WARNING: Contains images of plants suffering, in distress or generally dying.
I chose a bad year to re-do significant sections of the garden. The original plan was to just fill in the gaps in the main border. Around half that border area was already planted by the end of last year, I just needed to get the seeds sown this Spring and grown on for planting out around now.
That original plan then expanded to comprise re-doing the planting for half of Fruit Avenue, which predictably expanded again to re-doing all of it when I took out most of the non-performing soft fruit shrubs and was left with a long expanse of bare soil.
Lately, I also re-did a small area around the washing line that used to have some lilies and a lot of non-flowering narcissi. I took these out and in its place continued a delightful run of lavender. It’s a lot easier to cope with lavender on drying washing than lily pollen.
Most recently – just a day or two ago, in fact – I overhauled the non-shrubby part of the Corner border, which was filled with suffering plants that would protest and disappear for the summer, leaving the area embarrassingly bare until the next season.
We’ve had a pitiful amount of rain since early Spring and endured two heatwaves, one of which was record-breaking for all the wrong reasons. It has been an endless expanse of “dry”. I feel like slogans such as, “The Long Dry”, “The Great Drying”, “The Relentless Desiccation”, and so on could be featured in cautionary adverts for summarising this year’s weather.
In all, it’s been a bad time to do what I’ve done, which is to re-do borders and sections and hence have to try to look after and establish young vulnerable plants in hostile weather.
Established trees and shrubs are fine, so is much of the herbaceous planting, however, even plants that have been in for a few years such as the Azaleas in the Willow border, Cornus, Hydrangeas and ferns planted in the more extreme parts of the garden (where nothing else grows) have had to be supported and often watered, otherwise I’d be looking at transplanting them to the compost heap.
While the grass has remained predominantly green, we’ve seen brown patches appearing in places it never has before. The lack of flowers (from all the “weeds” growing in the grass) has also been noticeable. We’ve missed the carpet of flowering daisies, buttercups, self-heal and clover, the groundwater that keeps it all hydrated greatly diminished.
What’s been very evident is that the best way to stop the soil from drying out is to cover it, with dense planting in my case. Hence it’s this that has had me conflicted and anxious about trying to get as much stuff planted out and growing to get rid of the gaps in the borders and cover over vulnerable exposed soil.

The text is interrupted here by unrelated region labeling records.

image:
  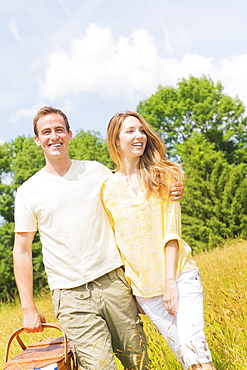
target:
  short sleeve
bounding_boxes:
[163,199,181,245]
[15,188,37,232]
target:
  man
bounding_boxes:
[14,107,183,370]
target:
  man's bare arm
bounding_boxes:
[170,182,184,200]
[13,232,45,333]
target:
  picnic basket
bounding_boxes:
[3,323,78,370]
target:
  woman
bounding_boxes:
[102,111,215,370]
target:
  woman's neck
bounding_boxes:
[119,160,140,195]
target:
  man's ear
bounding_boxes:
[33,136,41,146]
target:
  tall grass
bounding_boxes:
[0,240,247,370]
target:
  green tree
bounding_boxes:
[137,76,247,163]
[178,133,247,251]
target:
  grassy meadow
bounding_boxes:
[0,240,247,370]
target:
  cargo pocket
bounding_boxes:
[52,289,61,318]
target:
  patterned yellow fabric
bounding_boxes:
[102,173,197,297]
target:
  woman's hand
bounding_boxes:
[164,279,178,317]
[170,182,184,200]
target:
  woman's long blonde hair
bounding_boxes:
[107,111,183,199]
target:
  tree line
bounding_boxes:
[0,76,247,301]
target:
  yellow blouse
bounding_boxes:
[101,172,197,298]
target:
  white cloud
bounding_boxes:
[41,24,247,108]
[9,18,22,41]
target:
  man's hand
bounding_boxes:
[170,182,184,200]
[164,279,178,317]
[23,307,46,333]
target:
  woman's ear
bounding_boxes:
[33,136,41,146]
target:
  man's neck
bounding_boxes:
[45,157,72,177]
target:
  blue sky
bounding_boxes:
[0,0,247,141]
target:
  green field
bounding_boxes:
[0,240,247,370]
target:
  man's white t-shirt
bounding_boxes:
[15,160,122,290]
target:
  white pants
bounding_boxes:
[136,270,212,369]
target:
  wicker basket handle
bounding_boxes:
[4,323,68,365]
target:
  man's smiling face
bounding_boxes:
[34,113,72,159]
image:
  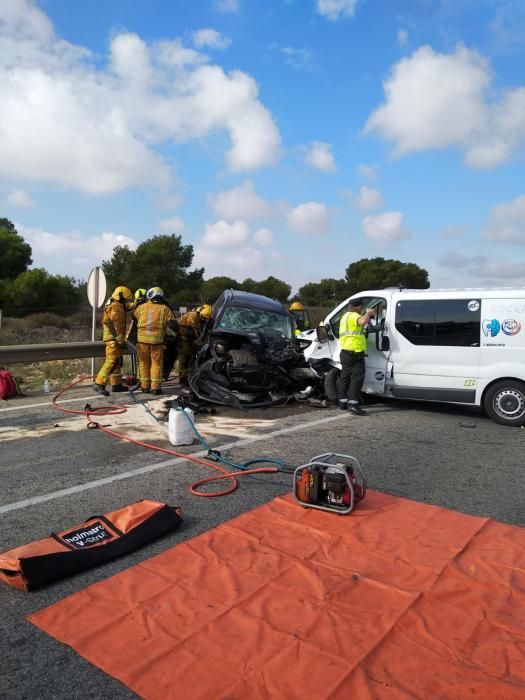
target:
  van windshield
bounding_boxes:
[217,306,293,339]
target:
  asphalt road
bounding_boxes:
[0,388,525,699]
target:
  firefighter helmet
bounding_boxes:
[146,287,164,299]
[111,286,133,304]
[197,304,212,320]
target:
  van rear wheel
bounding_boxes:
[483,379,525,426]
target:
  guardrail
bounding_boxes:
[0,340,128,366]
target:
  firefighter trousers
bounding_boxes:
[137,343,164,391]
[95,340,122,386]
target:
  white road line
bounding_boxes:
[0,413,349,514]
[0,394,105,413]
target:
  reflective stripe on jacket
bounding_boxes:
[339,311,366,352]
[102,299,126,345]
[179,311,204,343]
[133,301,175,345]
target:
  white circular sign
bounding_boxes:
[87,267,106,309]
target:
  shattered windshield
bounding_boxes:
[217,306,293,338]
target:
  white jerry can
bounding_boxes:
[168,408,195,445]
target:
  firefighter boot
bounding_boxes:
[93,384,109,396]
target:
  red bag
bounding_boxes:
[0,367,18,399]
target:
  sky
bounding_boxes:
[0,0,525,291]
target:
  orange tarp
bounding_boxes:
[30,492,525,700]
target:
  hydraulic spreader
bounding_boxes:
[294,452,366,515]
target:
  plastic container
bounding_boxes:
[168,408,195,445]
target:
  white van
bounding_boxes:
[300,289,525,426]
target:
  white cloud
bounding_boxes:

The searing heat, drying winds and lack of water has given young and just-planted-out plants a really hard time and they’ve struggled to get established. Just like our patio, bare soil rapidly heats up in hot sunshine and can quickly cook plant roots that are near the surface (a killer for young plants that haven’t developed a deep and expansive root system). Dry soil makes this worse as there’s no water to moderate the soil from overheating.
I’m looking for the silver lining in all this, but it’s difficult when there are no rain clouds in the first place.
What I do have to go on is the knowledge that generally, the garden has thankfully had minimal losses – those being confined to plants “on the edge” and plants that I divided at the wrong time of year and then didn’t pay enough attention to, to get them re-established in such an exceptional season.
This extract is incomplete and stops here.